What's the difference between the automorphism and isomorphism of graph?
In graph theory, an isomorphism of graphs $G$ and $H$ is a bijection between the vertex sets of $G$ and $H$, $ f \colon V(G) \to V(H) \,\!$ such that any two vertices $u$ and $v$ of $G$ are adjacent in $G$ if and only if $ƒ(u)$ and $ƒ(v)$ are adjacent in $H$.
In the mathematical field of graph theory, an automorphism of a graph is a form of symmetry in which the graph is mapped onto itself while preserving the edge–vertex connectivity.
Could you give a example to explain the difference of the automorphism and isomorphism from the graph $G$ to $G$ itself? Since not all the isomorphism from the graph $G$ to $G$ itself is automorphism.

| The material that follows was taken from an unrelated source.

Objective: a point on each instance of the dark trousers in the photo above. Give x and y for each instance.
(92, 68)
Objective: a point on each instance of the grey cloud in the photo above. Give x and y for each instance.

I have this question when I read this post, please find the key word An isomorphism is a bijective structure-preserving map
...and there is a paragraph says that
The graph representation also bring convenience to counting the number of isomorphisms (the pre-factor). For example, for a graph $g$ with $V$ vertices, $E$ edges from some scalar theory, permutation of vertices is equivalent to relabeling of vertices, hence does not change the graph structure. The same goes to permutation of edges. Therefore, the number of graphs isomorphic to $g$ is $V!⋅E!$.
Maybe the isomorphism
here does not demand to preserve the vertex-edge realtion, only demand to preserve the structure.
Solution 1:
By definition, an automorphism is an isomorphism from $G$ to $G$, while an isomorphism can have different target and domain.
In general (in any category), an automorphism is defined as an isomorphism $f:G \to G$.
Solution 2:
As an example, consider the graphs $G$ and $G'$ on 4 vertices, labelled 1, 2, 3 and 4, where $G$ has edge set $\{\{1,2\},\{1,3\},\{2,3\},\{3,4\}\}$ and $G'$ has edge set $\{\{1,4\},\{2,3\},\{2,4\},\{3,4\}\}$. Sketch both of these graphs !
Then the permutation $\alpha = (1, 2, 3, 4)$ (in disjoint cycle notation) is an isomorphism from $G$ to $G'$. Why ? Because, applying $\alpha$ to the vertex labels in the edge set of $G$ we obtain the edge set of $G'$. Check this ! Since an isomorphism from $G$ to $G'$ exists, $G$ and $G'$ are isomorphic. However, since their edge sets are different, $G$ and $G'$ are not equal.
The permutation $\beta = (1, 2)$ is an isomorphism from $G$ to $G$ itself, that is, an automorphism of $G$, also known as a symmetry of $G$. Check this, as above !
Solution 3:
An automorphism of a graph $\Gamma$ is an isomorphism from $\Gamma$ to itself.